Whiten refactor #441

d-chambers · 2024-09-28T22:58:49Z

Description

This PR refactors Patch.whiten. The primary motivation was to enable performing whitening on a patch that is already in the Fourier domain (@ahmadtourei is fine-tunning a DASCore-based ambient noise processing pipeline and it helps not perform the dft/idft more than needed). Also @ariellellouch pointed out in #431 that the way we accessed some of the coordinate attributes (the step) could be improved.
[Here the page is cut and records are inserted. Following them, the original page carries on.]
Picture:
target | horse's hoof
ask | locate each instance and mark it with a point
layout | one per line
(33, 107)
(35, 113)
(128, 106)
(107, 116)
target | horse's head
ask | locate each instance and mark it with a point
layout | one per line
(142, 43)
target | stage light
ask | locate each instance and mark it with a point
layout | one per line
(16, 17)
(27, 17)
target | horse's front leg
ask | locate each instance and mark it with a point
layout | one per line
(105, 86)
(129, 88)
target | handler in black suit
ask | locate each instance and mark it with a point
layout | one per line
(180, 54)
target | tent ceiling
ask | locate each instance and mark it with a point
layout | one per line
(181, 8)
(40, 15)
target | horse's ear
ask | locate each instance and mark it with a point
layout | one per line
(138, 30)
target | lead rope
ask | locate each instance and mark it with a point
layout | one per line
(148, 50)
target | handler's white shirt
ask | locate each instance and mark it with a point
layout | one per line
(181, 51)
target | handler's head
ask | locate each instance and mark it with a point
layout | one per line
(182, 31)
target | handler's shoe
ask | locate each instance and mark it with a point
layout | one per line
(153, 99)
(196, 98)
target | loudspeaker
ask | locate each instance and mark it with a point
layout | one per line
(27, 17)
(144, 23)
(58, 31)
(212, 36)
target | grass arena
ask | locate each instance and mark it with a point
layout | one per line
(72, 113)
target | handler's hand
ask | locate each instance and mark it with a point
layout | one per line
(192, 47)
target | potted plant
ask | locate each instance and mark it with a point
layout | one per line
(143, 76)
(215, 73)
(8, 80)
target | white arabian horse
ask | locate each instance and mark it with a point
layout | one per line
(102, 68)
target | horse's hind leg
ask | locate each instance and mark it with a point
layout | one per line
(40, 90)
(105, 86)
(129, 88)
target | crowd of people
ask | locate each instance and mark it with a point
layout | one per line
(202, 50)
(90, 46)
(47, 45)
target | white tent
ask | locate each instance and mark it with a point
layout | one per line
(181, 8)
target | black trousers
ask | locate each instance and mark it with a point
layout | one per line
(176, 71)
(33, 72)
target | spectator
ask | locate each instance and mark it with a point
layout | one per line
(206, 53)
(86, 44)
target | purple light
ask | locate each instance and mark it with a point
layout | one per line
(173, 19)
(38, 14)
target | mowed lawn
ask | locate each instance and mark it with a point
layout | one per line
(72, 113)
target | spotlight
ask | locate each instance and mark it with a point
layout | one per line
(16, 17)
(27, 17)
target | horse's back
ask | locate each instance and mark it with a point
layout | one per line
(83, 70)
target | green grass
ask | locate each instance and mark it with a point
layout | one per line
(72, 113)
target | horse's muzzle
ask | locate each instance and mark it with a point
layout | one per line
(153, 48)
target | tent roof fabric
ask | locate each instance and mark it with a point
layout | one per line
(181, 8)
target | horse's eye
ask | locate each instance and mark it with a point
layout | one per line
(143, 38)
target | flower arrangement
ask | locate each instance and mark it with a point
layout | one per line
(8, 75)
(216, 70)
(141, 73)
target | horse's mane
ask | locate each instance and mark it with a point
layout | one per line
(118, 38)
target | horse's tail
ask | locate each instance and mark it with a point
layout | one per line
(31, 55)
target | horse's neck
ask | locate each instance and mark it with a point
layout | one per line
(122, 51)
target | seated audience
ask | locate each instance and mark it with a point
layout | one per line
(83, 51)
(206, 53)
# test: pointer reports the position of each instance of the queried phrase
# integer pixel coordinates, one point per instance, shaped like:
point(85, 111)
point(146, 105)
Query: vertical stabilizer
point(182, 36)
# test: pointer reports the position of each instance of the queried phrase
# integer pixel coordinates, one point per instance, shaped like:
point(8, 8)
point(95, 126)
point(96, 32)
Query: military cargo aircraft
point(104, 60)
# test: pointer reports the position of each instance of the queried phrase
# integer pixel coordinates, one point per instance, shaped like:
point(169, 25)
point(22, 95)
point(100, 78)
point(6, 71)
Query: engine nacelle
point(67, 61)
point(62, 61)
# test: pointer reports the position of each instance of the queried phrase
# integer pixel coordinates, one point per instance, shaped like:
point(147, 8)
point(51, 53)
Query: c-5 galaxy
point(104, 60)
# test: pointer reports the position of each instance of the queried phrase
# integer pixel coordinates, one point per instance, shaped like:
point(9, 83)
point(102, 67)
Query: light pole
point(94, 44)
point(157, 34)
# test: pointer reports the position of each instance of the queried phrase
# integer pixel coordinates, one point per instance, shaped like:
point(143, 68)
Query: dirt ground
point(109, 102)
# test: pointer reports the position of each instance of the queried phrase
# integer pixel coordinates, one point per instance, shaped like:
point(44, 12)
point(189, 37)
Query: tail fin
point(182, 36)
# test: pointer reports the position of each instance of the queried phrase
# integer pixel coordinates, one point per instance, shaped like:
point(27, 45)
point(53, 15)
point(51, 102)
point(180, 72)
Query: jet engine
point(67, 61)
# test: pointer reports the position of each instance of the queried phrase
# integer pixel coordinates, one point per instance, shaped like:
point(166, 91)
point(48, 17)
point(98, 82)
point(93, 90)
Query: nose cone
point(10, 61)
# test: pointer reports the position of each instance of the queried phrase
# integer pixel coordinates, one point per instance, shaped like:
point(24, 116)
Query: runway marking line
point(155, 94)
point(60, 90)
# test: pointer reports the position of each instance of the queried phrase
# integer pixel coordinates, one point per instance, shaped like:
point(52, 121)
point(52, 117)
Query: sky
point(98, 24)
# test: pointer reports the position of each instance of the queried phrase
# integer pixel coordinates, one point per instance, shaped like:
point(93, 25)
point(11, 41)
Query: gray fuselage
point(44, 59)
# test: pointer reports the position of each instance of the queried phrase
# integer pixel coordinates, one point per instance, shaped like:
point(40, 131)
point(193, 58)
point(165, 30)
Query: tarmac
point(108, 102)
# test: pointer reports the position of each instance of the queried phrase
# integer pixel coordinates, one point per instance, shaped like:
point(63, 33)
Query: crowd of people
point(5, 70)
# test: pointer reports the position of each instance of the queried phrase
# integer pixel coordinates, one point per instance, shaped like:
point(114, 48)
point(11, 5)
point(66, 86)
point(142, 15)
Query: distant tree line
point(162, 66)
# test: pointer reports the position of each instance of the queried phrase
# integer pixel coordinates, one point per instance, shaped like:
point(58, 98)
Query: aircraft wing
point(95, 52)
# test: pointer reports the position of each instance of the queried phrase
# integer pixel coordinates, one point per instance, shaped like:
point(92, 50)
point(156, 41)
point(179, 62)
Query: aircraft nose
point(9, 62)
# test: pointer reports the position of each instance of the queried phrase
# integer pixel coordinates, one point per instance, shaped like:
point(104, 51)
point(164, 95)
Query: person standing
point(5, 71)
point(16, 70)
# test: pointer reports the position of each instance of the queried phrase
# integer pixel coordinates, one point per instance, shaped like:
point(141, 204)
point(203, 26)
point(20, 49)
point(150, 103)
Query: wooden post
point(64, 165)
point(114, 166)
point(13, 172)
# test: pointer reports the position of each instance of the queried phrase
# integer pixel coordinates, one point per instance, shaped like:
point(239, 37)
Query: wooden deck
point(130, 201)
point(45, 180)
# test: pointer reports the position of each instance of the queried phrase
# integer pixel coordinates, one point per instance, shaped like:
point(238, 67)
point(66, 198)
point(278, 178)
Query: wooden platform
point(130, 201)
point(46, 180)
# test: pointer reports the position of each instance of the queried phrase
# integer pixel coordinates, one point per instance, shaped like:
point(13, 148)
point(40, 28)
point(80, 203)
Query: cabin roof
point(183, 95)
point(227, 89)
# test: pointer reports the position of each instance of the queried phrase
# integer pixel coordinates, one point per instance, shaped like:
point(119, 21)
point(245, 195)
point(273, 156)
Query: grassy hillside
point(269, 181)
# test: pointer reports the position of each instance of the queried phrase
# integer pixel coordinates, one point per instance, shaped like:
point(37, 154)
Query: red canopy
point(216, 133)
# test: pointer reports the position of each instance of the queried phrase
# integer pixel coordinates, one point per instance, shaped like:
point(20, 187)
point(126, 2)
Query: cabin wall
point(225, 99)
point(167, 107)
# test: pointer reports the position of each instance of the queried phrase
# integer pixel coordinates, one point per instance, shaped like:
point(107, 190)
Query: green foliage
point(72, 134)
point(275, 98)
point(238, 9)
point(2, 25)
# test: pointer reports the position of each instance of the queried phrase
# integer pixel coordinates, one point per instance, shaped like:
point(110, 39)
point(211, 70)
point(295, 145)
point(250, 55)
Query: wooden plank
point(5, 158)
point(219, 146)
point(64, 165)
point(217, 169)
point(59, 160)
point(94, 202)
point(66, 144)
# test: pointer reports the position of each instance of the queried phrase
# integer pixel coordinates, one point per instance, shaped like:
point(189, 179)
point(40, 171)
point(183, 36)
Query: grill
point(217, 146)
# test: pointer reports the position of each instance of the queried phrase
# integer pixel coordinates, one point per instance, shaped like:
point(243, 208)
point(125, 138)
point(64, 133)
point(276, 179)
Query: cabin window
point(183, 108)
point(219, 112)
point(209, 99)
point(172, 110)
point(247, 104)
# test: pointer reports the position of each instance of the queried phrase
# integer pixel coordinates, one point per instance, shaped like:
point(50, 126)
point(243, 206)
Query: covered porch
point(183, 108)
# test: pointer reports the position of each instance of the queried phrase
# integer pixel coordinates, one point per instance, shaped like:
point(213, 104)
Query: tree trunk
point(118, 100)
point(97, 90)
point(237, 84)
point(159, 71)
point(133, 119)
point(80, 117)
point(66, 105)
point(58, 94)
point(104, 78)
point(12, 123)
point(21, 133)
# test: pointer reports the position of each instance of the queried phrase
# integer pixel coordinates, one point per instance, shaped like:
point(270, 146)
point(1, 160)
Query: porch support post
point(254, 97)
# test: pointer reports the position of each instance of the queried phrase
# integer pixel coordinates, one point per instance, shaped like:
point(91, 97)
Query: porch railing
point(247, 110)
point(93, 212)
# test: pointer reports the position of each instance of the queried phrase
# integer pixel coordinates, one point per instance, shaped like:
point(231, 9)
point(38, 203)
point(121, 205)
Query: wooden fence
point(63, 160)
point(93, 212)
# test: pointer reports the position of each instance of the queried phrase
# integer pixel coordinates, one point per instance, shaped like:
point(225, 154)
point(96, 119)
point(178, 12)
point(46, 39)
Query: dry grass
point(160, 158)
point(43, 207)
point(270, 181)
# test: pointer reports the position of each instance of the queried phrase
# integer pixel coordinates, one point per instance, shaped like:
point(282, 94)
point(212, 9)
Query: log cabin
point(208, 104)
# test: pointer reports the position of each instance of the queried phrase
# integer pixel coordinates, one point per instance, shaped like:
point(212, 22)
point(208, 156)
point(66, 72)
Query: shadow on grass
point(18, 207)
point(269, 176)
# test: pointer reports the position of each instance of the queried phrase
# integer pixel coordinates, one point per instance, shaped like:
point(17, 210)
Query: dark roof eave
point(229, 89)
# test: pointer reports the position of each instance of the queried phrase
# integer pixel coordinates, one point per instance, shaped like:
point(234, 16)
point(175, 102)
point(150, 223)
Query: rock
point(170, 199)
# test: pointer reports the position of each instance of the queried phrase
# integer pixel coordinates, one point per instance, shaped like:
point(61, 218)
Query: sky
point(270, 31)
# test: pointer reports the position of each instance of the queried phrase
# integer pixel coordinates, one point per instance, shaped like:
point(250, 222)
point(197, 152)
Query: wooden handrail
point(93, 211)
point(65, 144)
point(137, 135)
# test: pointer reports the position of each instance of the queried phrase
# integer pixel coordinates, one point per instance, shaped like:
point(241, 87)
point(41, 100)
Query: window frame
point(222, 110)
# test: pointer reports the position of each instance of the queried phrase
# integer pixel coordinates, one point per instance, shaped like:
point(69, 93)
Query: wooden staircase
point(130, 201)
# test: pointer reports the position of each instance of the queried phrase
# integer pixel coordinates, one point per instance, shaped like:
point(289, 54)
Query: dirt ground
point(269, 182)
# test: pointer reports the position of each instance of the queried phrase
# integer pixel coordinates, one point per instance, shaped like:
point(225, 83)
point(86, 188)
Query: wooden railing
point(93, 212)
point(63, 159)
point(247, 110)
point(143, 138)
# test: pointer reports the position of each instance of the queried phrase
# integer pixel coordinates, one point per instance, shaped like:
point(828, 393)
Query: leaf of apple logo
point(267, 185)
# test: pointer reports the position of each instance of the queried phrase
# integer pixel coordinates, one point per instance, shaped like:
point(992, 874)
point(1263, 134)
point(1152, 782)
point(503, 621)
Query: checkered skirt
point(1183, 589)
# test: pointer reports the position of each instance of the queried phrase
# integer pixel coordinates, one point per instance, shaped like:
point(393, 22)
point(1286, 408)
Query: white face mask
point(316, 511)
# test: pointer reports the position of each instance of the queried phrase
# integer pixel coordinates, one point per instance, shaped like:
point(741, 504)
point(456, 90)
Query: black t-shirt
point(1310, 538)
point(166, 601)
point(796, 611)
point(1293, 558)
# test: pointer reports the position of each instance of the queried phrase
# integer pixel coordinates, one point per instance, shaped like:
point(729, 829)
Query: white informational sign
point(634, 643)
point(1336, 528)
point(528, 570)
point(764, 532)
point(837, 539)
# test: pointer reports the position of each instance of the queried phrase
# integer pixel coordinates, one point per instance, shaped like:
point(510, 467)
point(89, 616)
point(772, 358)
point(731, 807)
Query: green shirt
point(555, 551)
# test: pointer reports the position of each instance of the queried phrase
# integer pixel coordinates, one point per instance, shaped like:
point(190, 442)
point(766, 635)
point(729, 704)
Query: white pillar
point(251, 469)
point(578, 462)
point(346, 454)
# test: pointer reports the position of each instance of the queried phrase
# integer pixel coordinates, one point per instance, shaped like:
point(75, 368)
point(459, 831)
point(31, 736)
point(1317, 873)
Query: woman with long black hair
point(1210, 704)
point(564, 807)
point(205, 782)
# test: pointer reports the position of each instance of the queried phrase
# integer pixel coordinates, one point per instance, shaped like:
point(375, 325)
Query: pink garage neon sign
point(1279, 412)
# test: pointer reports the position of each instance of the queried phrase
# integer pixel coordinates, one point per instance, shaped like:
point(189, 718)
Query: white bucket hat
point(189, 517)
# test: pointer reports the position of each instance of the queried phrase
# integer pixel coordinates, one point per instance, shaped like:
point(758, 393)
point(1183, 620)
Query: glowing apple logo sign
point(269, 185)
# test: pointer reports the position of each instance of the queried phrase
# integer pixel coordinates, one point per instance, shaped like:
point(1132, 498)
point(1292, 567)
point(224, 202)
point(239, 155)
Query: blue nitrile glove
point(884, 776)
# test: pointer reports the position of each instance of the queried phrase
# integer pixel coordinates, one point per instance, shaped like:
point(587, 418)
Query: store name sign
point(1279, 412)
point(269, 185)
I tried to simplify the function by breaking into a few sub-functions: one to check the inputs, one to get an envelope for the normalization, and one to get the envelope for limiting the analysis to certain frequencies. TBH, I am not sure if I really made it any simpler but it does now accept a patch in the Fourier domain without re-doing the transform. All the old tests still pass as well, so I think its ok.

A few changes:

Following the behavior of Patch.correlate the idft argument is now deprecated. If a transformed patch is passed into whiten it does not undo the dft. Conversely, if a time domain patch is passed in the idft is always performed after whitening.
Before the refactor, if no kwargs were passed the last dimension was whitened. Now if no kwargs are passed a dimension called "time" will be transformed. If it doesn't exist an error is raised.
In the previous version the smoothing parameter allowed for smoothing windows to be between 1 and 5 frequency steps. If a smoothing size of < 5 samples was selected the number of samples in the fft could be increased so the smoothing window still had 5 samples. In this version, that is no longer possible since the patch may already be in the Fourier domain, so if the smoothing window is < 5 samples and error is just raised.
I tweaked the behavior utils.patch.history so that if exactly the same patch is returned from a patch function no history string is added.

I would really appreciate it if @ariellellouch could take a look, and sorry if my "improvements" made your original work more complicated 🤷🏻.

Checklist

I have (if applicable):

referenced the GitHub issue this PR closes.
documented the new feature with docstrings or appropriate doc page.
included a test. See testing guidelines.
your name has been added to the contributors page (docs/contributors.md).
added the "ready_for_review" tag once the PR is ready to be reviewed.

codecov · 2024-09-28T23:01:07Z

Codecov Report

All modified and coverable lines are covered by tests ✅

Project coverage is 99.84%. Comparing base (b2551d2) to head (6841e0b).
Report is 2 commits behind head on master.

Additional details and impacted files

@@           Coverage Diff           @@
##           master     #441   +/-   ##
=======================================
  Coverage   99.84%   99.84%           
=======================================
  Files         114      114           
  Lines        9210     9252   +42     
=======================================
+ Hits         9196     9238   +42     
  Misses         14       14

Flag	Coverage Δ
unittests	`99.84% <100.00%> (+<0.01%)`	⬆️

Flags with carried forward coverage won't be shown. Click here to find out more.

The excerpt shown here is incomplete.